At this threat, the brilliant black eyes emitted a shower of angry sparks, and she exclaimed in derision, “Ze Buzno will dake us do brizon, ha! ha! ha!”
“Ze Buzno will dake us do brizon, hee! hee! hee!” giggled the little impish child who tugged at her skirts.
The old woman pressed forward and mumbled, “‘Ol’ oud your ‘an’, my pretty fellow. Crozz ze ol’ gypsy’s palm, and zhe will dell your fortune.”
With every new refusal, the resolute stranger became still more determined. “Pearls are not to be had without a plunge,” he murmured to himself, and dismounted.
Throwing the bridle of his horse over the limb of a tree, he approached the woman with a threatening gesture.
As he did so, the three female figures began to revolve around him in a circle, pointing their fingers at him and hissing like vipers. As the old woman passed before his face she threw a handful of snuff in his eyes—an act which has been, from time immemorial, the female gypsy’s last resort.
Had he been less agile than he was, it would have proved a finishing stroke, but there are some animals that can never be caught asleep, or even napping, and he was one. He winked and dodged, and, quicker than a flash, brought the old crone a sharp cut across her knuckles with his riding whip.
As he did so, Baltasar sprang at his throat, but he once more drew his pistol and leveled it at the gypsy’s head. His patience had been exhausted.
“Fool!” he cried, “Bring this woman to reason. This is a wild country, and a family of gypsies would be missed as little as a litter of blind puppies! Bring her to reason, I say, or I will murder every one of you!”
Once more shrugging those expressive shoulders which seemed to have a language of their own, the gypsy said “Chicarona, you do not luf ze leedle pindarri. Zell ’er to ze Buzno. Ee eez made of gol’.”

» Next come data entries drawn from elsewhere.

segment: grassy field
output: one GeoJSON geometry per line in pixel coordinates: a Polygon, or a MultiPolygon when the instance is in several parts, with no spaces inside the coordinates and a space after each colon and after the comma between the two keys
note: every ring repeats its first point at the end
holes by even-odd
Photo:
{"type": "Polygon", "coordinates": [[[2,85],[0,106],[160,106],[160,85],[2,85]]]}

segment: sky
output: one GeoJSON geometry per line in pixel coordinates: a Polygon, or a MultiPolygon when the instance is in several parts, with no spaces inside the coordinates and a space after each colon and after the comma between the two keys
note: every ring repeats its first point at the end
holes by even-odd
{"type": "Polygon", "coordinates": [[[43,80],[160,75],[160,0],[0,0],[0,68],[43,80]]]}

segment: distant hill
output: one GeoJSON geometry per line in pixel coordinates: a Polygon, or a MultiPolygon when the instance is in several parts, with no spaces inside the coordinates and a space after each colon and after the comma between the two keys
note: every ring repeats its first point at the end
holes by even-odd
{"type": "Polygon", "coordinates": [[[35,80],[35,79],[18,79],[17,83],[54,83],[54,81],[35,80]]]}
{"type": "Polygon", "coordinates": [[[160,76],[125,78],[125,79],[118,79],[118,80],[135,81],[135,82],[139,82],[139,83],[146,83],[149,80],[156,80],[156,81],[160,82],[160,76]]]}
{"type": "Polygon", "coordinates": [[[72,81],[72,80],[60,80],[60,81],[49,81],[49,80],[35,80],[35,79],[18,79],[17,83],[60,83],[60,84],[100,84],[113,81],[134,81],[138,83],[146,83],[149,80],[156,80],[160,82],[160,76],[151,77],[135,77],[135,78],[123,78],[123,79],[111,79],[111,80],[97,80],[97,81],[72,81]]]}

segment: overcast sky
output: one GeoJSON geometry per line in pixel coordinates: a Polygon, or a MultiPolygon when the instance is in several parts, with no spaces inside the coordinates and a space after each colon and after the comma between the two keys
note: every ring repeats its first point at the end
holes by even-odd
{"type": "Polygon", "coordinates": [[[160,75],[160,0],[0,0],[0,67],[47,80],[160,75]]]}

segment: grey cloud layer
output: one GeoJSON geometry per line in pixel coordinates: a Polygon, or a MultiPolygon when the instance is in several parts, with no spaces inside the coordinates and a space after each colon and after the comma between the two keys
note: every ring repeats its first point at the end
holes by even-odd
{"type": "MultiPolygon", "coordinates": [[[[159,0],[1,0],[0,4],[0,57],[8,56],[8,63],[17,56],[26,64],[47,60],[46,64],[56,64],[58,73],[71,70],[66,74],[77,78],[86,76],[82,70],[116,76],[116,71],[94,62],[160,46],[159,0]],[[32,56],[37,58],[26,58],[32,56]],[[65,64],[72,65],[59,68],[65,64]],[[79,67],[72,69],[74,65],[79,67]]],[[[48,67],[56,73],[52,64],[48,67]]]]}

As Baltasar uttered these words, he approached his wife and whispered something in her ear at which she started. Turning with a sudden motion to the stranger, she fixed her piercing eyes upon him and exclaimed, “You zay you know ze parenz of zis chil’?”
“I do.”
“You lie!”
“How, then, did I know that you had stolen her?”
“You guezz zat! Any vool gan guezz zat! I zdole ’er, but who I zdole ’er vrom, you do not know any more zan you know why ze frogs zdop zinging when ze light zhines.”